In some instances, filtering the input signal via the filter sub-module 321 before that input signal is analyzed by either the remaining sub-modules of the analysis module 220 or the synthesis module 230 may increase the efficiency and/or effectiveness of the analysis. In some embodiments, however, the input signal is not filtered before it is analyzed. In some such embodiments, the analysis module 220 may not include a filter sub-module 321.
Once the input signal is filtered, the multi-pitch detector sub-module 324 can analyze the filtered input signal and estimate a pitch (if any) for each of the components of the filtered input signal. The multi-pitch detector sub-module 324 can analyze the filtered input signal using, for example, AMDF or ACF methods, which are described in U.S. patent application Ser. No. 12/889,298, entitled, “Systems and Methods for Multiple Pitch Tracking,” filed Sep. 23, 2010, the disclosure of which is incorporated by reference in its entirety. The multi-pitch detector sub-module 324 can also estimate any number of pitches from the filtered input signal using any one of the methods discussed in the above-mentioned U.S. patent application Ser. No. 12/889,298.
It should be understood that, before this point in the speech extraction process, the various components of the input signal were unknown—e.g., it was unknown whether the input signal contained one periodic component, two periodic components, zero periodic components and/or unvoiced components. The multi-pitch detector sub-module 324, however, can estimate how many periodic components are contained within the input signal by identifying one or more pitches present within the input signal.

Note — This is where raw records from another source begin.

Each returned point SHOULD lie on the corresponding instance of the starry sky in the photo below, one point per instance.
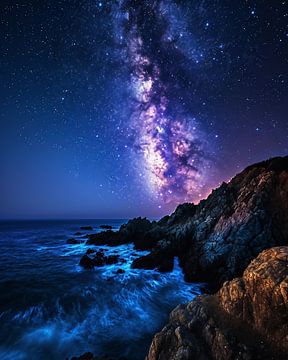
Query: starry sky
(121, 108)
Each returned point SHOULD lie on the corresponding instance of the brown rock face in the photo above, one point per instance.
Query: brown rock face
(247, 319)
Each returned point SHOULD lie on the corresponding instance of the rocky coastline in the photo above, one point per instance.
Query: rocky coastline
(222, 241)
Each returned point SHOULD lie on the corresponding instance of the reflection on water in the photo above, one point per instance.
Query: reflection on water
(52, 309)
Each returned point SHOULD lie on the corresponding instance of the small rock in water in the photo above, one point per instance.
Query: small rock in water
(73, 241)
(90, 251)
(120, 271)
(86, 228)
(108, 227)
(86, 262)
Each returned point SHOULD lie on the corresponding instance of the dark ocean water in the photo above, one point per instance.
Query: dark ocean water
(52, 309)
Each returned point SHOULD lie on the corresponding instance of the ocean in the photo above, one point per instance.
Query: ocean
(51, 308)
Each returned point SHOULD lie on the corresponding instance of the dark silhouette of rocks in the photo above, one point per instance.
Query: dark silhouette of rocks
(86, 227)
(163, 262)
(74, 241)
(120, 271)
(215, 242)
(108, 227)
(98, 260)
(217, 239)
(86, 262)
(136, 230)
(246, 319)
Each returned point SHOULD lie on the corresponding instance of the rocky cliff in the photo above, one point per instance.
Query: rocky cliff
(216, 239)
(247, 318)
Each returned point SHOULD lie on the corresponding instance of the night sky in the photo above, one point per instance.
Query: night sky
(125, 108)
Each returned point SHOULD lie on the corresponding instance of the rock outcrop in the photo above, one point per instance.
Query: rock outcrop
(217, 239)
(99, 259)
(247, 319)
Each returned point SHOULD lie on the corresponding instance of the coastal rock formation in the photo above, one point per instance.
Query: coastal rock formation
(247, 319)
(98, 260)
(217, 239)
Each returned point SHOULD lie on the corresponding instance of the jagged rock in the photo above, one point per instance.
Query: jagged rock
(90, 251)
(247, 319)
(98, 260)
(74, 241)
(86, 262)
(216, 239)
(160, 260)
(120, 271)
(134, 231)
(86, 227)
(108, 227)
(234, 224)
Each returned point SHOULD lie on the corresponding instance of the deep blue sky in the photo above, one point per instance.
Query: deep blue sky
(69, 146)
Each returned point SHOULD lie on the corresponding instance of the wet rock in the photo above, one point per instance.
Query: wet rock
(120, 271)
(74, 241)
(86, 227)
(108, 227)
(160, 260)
(134, 231)
(86, 262)
(90, 251)
(246, 319)
(217, 239)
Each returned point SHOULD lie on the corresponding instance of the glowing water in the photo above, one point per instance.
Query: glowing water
(52, 309)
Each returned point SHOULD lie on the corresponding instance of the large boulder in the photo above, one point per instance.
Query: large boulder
(234, 224)
(247, 319)
(159, 260)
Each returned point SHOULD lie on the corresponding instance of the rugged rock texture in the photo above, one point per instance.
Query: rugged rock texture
(217, 239)
(136, 230)
(98, 260)
(247, 319)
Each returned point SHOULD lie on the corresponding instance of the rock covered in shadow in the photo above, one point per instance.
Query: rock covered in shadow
(247, 319)
(134, 231)
(86, 262)
(74, 241)
(98, 260)
(107, 227)
(86, 227)
(217, 239)
(157, 259)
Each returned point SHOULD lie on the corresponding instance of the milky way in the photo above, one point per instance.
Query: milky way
(168, 143)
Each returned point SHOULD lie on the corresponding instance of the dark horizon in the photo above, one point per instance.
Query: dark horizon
(109, 112)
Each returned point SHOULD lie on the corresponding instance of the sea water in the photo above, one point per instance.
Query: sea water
(51, 308)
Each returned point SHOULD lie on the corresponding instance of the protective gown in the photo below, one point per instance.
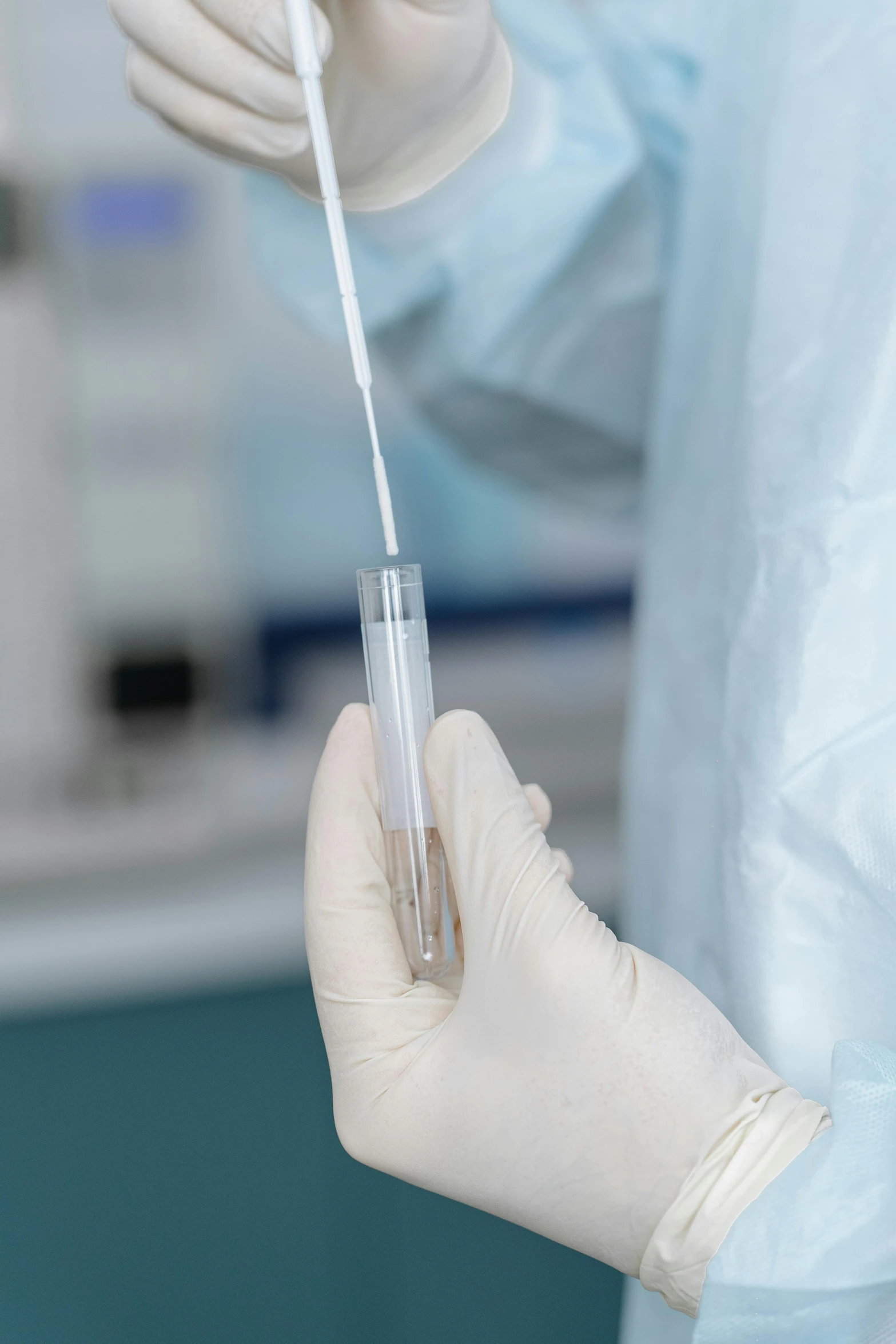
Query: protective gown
(740, 159)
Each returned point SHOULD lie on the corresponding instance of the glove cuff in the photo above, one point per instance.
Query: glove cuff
(751, 1147)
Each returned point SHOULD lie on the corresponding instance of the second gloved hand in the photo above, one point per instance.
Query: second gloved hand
(567, 1082)
(412, 86)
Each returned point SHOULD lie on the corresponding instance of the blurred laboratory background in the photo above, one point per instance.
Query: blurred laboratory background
(185, 498)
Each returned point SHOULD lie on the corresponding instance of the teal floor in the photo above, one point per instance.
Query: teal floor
(171, 1174)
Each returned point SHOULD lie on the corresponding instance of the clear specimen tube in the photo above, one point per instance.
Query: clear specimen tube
(399, 685)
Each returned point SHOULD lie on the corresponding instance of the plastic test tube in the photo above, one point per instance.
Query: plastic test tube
(401, 693)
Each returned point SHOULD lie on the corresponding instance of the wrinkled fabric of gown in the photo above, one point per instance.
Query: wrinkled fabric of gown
(743, 155)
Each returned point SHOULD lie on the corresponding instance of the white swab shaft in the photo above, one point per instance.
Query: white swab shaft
(309, 69)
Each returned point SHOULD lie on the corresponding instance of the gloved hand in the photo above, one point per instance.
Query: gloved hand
(412, 86)
(564, 1081)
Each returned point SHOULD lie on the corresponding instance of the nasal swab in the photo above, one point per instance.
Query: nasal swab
(309, 70)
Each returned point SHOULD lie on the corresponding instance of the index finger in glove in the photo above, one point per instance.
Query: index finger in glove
(187, 42)
(261, 25)
(354, 947)
(505, 877)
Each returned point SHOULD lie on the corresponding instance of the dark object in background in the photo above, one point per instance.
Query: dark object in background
(167, 683)
(171, 1175)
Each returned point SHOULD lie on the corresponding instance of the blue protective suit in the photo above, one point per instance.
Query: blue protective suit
(742, 155)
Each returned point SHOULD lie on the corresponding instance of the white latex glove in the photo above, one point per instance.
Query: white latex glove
(566, 1081)
(412, 86)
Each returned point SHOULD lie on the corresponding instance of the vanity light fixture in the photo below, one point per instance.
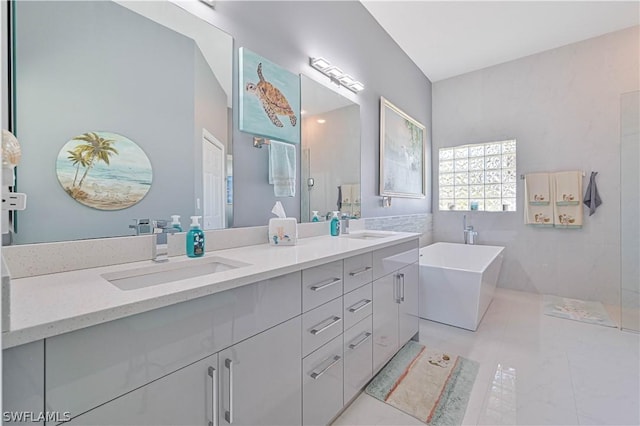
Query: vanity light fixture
(210, 3)
(336, 75)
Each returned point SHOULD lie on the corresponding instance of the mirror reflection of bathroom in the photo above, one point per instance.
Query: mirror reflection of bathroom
(150, 71)
(630, 199)
(330, 175)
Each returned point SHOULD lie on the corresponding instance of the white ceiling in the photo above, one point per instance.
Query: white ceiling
(449, 38)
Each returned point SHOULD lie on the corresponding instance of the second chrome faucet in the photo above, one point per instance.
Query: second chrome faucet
(469, 234)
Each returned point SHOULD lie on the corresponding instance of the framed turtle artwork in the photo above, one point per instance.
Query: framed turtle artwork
(269, 99)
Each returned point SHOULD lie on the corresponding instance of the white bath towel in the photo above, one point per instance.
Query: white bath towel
(568, 188)
(355, 193)
(538, 188)
(567, 216)
(282, 168)
(538, 211)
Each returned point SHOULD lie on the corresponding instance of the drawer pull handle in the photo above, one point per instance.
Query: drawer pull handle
(365, 336)
(334, 320)
(359, 271)
(333, 360)
(363, 304)
(228, 415)
(211, 410)
(325, 284)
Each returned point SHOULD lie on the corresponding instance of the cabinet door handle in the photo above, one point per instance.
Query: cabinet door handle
(325, 284)
(364, 338)
(317, 329)
(212, 413)
(228, 415)
(359, 271)
(363, 304)
(333, 360)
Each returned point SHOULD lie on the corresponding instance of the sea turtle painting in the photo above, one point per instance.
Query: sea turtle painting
(272, 99)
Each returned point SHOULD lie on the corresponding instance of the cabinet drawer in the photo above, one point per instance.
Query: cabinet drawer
(321, 325)
(321, 284)
(390, 259)
(358, 270)
(358, 357)
(88, 367)
(322, 382)
(357, 305)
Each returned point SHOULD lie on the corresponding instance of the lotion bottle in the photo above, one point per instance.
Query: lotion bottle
(195, 239)
(335, 224)
(175, 223)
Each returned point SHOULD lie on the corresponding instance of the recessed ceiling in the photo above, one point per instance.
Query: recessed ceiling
(449, 38)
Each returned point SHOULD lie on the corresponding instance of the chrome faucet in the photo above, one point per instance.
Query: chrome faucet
(160, 247)
(141, 226)
(469, 234)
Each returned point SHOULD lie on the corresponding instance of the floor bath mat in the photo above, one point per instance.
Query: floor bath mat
(577, 310)
(430, 385)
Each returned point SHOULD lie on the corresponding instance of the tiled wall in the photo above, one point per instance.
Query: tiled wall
(562, 106)
(420, 223)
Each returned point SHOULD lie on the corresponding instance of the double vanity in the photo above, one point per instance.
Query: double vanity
(249, 335)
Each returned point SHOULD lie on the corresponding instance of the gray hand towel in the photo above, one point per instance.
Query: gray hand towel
(591, 197)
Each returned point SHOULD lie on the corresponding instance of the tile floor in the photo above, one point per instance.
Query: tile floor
(534, 369)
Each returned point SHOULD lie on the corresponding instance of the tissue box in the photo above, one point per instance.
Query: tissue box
(283, 231)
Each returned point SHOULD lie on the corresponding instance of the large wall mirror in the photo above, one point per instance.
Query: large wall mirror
(330, 163)
(150, 71)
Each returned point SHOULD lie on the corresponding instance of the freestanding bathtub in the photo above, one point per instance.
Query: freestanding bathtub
(457, 282)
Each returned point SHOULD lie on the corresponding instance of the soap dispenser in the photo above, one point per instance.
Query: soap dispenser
(195, 239)
(175, 223)
(335, 224)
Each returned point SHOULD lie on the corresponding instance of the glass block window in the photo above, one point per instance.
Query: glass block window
(478, 177)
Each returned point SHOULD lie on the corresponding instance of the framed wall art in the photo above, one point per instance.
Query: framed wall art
(269, 99)
(402, 153)
(104, 170)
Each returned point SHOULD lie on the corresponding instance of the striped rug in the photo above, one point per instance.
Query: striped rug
(430, 385)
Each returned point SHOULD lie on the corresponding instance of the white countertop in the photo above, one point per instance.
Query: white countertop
(48, 305)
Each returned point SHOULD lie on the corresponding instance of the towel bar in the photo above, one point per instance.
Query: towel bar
(522, 176)
(258, 142)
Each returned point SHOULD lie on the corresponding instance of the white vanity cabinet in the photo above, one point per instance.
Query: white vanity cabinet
(23, 382)
(259, 379)
(288, 350)
(253, 382)
(184, 397)
(91, 366)
(395, 299)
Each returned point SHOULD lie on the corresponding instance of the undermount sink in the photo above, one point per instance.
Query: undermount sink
(148, 276)
(369, 235)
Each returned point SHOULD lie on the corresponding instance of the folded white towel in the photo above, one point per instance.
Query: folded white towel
(538, 189)
(282, 168)
(568, 188)
(567, 216)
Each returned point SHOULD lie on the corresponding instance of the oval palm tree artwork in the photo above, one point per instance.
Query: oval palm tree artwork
(104, 170)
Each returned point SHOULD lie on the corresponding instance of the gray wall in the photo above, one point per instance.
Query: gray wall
(563, 107)
(91, 66)
(343, 32)
(210, 112)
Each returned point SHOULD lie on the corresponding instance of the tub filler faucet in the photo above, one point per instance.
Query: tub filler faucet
(469, 234)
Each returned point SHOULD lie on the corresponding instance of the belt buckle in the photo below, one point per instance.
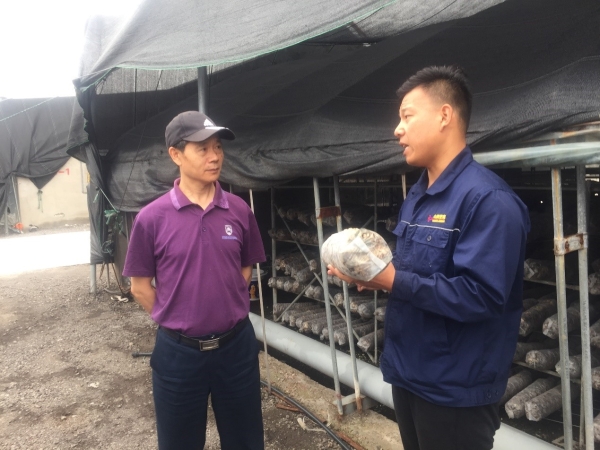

Therefore, from this point forward in the speech extraction process, it can be assumed (for simplicity) that if the multi-pitch detector sub-module 324 detects a pitch, that detected pitch corresponds to a periodic component of the input signal and, more particularly, to a voiced component. Therefore, for purposes of this discussion, if one pitch is detected, the input signal presumably contains one speech component; if two pitches are detected, the input signal presumably contains two speech components, and so on. In reality, however, the multi-pitch detector sub-module 324 can also detect a pitch for a non-speech component contained within the input signal. The non-speech component is processed within the analysis module 220 in the same manner as the speech component. As such, it may be possible for the speech extraction process to separate speech components from non-speech components.
Once the multi-pitch detector 324 estimates one or more pitches from the input signal, the multi-pitch detector sub-module 324 outputs that pitch estimate to the next sub-module or block in the speech extraction process. For example, in embodiments where the input signal has two periodic components (e.g., the two voiced components, as discussed above), the multi-pitch detector sub-module 324 outputs a pitch estimate for the first voiced component (e.g., 6.7 msec corresponding to a pitch period of 150 Hz) and another pitch estimate for the second voiced component (e.g., 5.4 msec corresponding to a pitch period of 186 Hz).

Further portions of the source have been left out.